In 1880 Marcus Daly, an Irish immigrant, and a group of California investors including George Hearst, father of publisher William Randolph Hearst, formed the Anaconda Gold and Silver Mining Company to operate a mine near Butte, Montana. In 1882 the mine struck a rich vein of copper, and Daly built Anaconda’s first copper smelter to process the ore. The company reincorporated as the Anaconda Mining Company in 1891 and as the Anaconda Copper Mining Company in 1895; during that time it built and acquired a number of works, including smelters but also coal mines and sawmills to support the copper operation. In 1899 the company, along with other mining companies in the area, was purchased by a holding company called the Amalgamated Copper Company, which had been set up by officers of the Standard Oil Trust. Amalgamated allowed its companies to operate independently, and over the following decade Anaconda succeeded in taking over all the companies held by the trust. By 1915, when Amalgamated ceased to exist, Anaconda had become the world’s largest copper producer. The company added other metals to its operations, and in recognition of its diversifying interests it was renamed the Anaconda Company in 1955.

In 1914 Anaconda started buying into foreign mining companies. By 1929 the company owned all of Chile Copper Company, whose Chuquicamata mine was the world’s most productive. In 1971 Chile’s newly elected socialist president, Salvador Allende, expropriated Anaconda’s Chilean copper mines under powers granted by an amendment to Chile’s constitution. The Allende government was overthrown in 1973, and the new military government agreed to pay Anaconda more than $250 million for its expropriated mines.

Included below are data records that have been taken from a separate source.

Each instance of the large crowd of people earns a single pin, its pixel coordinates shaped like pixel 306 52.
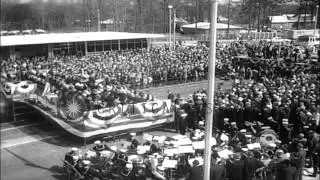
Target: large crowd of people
pixel 275 87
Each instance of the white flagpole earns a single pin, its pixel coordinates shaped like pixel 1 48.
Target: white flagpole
pixel 210 104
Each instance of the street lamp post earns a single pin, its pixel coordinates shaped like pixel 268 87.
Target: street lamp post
pixel 170 12
pixel 210 104
pixel 316 20
pixel 174 29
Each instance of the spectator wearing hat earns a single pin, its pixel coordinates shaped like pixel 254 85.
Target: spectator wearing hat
pixel 98 146
pixel 196 171
pixel 252 164
pixel 301 159
pixel 217 169
pixel 236 169
pixel 314 149
pixel 286 171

Losses from the Chilean takeover, however, seriously weakened the company’s financial position, which was also troubled by the falling price of copper in world markets. In 1977 the company was bought by the Atlantic Richfield Company (ARCO), a petroleum company seeking to diversify its holdings, and Anaconda ceased to exist as a unified operation. During the 1980s, with copper prices staying low, ARCO closed numerous mines and processing plants once run by Anaconda, and finally the company sold its metals operations to a number of buyers.